The pitfalls of silence
Between the legal, regulatory and financial obstacles of business ownership, business owners who “miss things and hope for the best” are subject to a number of pitfalls, said Heidrick.
“The liabilities are huge. In today’s business climate, you can’t expect businesses to be able to know and manage everything on their own. There’s too much,” he said.
Leveen agreed, adding that “by not understanding what they are seeing, or even what to look for, businesses are, in fact, losing money. They put themselves and their business at risk for penalties and head down an unrecoverable path.”
Jonason pointed out that keeping silent about your business’s financial health can also damage relationships with staff.
“It’s tough enough to manage through down times,” he said. “When you don’t translate to your staff, your inner circle [about] why changes have to be made or why expectations can’t be met or have shifted … it chips away at their confidence. When they understand, they can buy into what needs to be done to keep heading in the right direction.”
Airing it out
After saving countless business owners dollars that they didn’t know were on the table, the message from Heidrick and Leveen is clear: Whether it is a reduction in taxes, a savings on expenses or increases in potential profits, you don’t know until you look.
“I have seen a business grow 50-fold after finally facing their financial issues,” said Leveen. “Instead of continuing down a path that might have ruined them, they are now a multi-million dollar company.”
A crucial first step in overcoming the fears of finance is to understand that the right financial team can help increase a business’s bottom line, noted Jan Stockton, a CPA with Vancouver-based Stockton and Associates.
The next step, Jonason said, is building trust.

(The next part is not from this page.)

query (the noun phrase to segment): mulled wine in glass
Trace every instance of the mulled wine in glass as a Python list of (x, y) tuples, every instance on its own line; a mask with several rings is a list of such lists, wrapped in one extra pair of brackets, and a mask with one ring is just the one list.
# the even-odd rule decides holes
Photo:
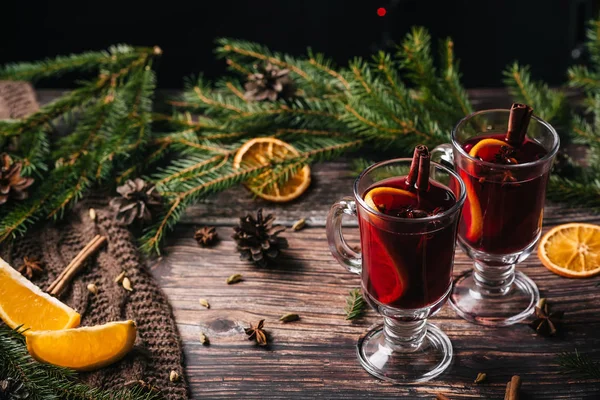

“There is absolutely value in opening up about your business’s finances,” added Jonason, drawing on his own experiences. “They (finance experts) had ideas I didn’t think of and avenues for saving money I didn’t even know were out there. People work for you and with you for a reason – they trust you. Reward that trust by ensuring you are not only operating soundly, but you are driving the organization in the best possible direction.”